Menurut Ahmad, masyarakat modern menuntut ketersambungan antara subyek dengan obyek konsumsi. Seberapa banyak yang dikonsumsi semestinya sejalan dengan apa yang kemudian diproduksi. Itulah yang tidak ia temukan pada pola konsumsi masyarakat perkotaan dewasa ini. “Selama ini kita menganggap iklan adalah sesuatu yang biasa. Masak bisa iklan niaga yang semestinya cuma mendapat jatah maksimal 20% untuk ditayangkan, di bulan Ramadhan menyentuh 50%. Kan, artinya ada masyarakat yang dijarah cuma untuk kelangsungan usaha media.”
Oleh karenanya, literasi iklan, yakni kemampuan mengenali dan memahami apa yang terkandung dalam iklan, sudah barang tentu menjadi penting. Untuk itu, menurut representatif Rumah Sinema, Firly Anisa, M.A., masyarakat perlu memahami logika konstruksi iklan. Dilatarbelakangi tujuan tersebut, tim Rumah Sinema mengadakan penelitian untuk mengukur kemampuan penyerapan iklan pada murid SMA/sederajat di Yogyakarta. Tim peneliti adalah Dyna Herlina Suwarto, Kurniawan Adi Saputro, Prastowo Ragawi, dan Nurkusuma Hidayati.

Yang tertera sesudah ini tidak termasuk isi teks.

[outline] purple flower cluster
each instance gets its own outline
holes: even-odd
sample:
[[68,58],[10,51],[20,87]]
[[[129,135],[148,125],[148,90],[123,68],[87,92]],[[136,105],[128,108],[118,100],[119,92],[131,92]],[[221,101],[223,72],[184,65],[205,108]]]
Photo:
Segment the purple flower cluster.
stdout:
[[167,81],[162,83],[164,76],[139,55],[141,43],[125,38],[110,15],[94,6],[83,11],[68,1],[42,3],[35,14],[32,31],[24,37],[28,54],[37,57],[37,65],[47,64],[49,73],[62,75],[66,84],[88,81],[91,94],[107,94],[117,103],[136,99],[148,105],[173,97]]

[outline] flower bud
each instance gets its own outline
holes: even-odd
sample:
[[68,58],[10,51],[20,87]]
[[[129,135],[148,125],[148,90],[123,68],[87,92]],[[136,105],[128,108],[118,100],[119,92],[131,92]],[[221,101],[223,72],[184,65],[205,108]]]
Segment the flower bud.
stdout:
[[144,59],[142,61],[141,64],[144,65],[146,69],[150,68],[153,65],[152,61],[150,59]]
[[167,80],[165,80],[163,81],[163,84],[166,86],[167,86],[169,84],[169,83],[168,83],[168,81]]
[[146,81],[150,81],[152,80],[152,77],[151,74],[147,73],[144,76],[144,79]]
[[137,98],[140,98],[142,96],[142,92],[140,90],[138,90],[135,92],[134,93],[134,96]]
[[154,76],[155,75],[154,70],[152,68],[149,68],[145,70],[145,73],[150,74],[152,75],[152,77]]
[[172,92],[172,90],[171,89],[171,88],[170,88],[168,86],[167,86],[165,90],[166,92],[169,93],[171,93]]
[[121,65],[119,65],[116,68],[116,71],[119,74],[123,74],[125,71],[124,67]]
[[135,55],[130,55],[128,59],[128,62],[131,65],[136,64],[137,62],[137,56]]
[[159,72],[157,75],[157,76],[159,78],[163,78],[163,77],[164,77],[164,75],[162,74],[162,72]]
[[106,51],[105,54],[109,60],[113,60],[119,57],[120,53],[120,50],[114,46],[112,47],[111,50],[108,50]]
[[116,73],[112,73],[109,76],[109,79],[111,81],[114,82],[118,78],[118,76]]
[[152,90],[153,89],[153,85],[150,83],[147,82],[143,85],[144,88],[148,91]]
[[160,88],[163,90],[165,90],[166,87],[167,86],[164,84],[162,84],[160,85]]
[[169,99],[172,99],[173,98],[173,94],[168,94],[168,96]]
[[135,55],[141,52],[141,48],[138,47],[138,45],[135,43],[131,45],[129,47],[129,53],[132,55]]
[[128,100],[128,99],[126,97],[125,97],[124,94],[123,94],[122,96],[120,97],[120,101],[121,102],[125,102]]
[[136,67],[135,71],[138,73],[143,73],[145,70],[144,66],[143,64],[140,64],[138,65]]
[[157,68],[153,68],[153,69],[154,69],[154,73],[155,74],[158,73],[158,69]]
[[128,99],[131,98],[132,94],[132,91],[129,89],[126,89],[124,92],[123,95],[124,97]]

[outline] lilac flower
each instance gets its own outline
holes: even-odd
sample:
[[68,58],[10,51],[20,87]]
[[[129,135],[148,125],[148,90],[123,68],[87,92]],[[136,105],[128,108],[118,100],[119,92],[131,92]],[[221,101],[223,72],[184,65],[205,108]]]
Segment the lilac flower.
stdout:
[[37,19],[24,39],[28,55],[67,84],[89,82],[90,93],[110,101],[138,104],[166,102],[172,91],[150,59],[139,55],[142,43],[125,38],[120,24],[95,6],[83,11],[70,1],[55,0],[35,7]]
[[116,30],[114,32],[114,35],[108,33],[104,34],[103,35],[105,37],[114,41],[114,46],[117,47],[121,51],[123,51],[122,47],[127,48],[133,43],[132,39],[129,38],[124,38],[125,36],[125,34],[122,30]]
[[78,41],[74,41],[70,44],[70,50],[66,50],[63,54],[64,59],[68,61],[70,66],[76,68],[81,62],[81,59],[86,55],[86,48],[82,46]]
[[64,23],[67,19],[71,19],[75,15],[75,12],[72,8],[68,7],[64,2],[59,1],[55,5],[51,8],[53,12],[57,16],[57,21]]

Hasil penelitian didiseminasikan pada Rabu (28/12) siang, bertempat di Plaza Informasi KPID DIY, di mana tim Rumah Sinema bekerja sama dengan KPID DIY menyelenggarakan seminar bertajuk Pengembangan dan Pengujian Skala Literasi Iklan. Dalam kesempatan ini, dijelaskan mengenai tingkat literasi masyarakat Yogyakarta dan dilakukan pengenalan ‘kuesioner literasi iklan’ yang dapat digunakan kembali oleh peneliti yang berminat. Kuesioner tersebut dapat dipergunakan sebagai alat ukur untuk mengetes tingkat literasi iklan
Menurut tim peneliti, Dyna dan Prastowo, kuesioner tersebut dapat dipergunakan kembali unuk penelitian-penelitian tingkat literasi iklandi daerah lain lantaran ia berbentuk penelitian kuantitatif. “Penelitian kuantitatif lebih mudah direplikasi, jadi bisa digunakan dalam situasi berbeda,” tutur Dyna. Dia menambahkan, pembentukan kuesioner dilakukan dalam tiga tahap, yakni pengembangan kuesioner dan telaah ahli, uji coba kuesioner, dan pengujian kuesioner.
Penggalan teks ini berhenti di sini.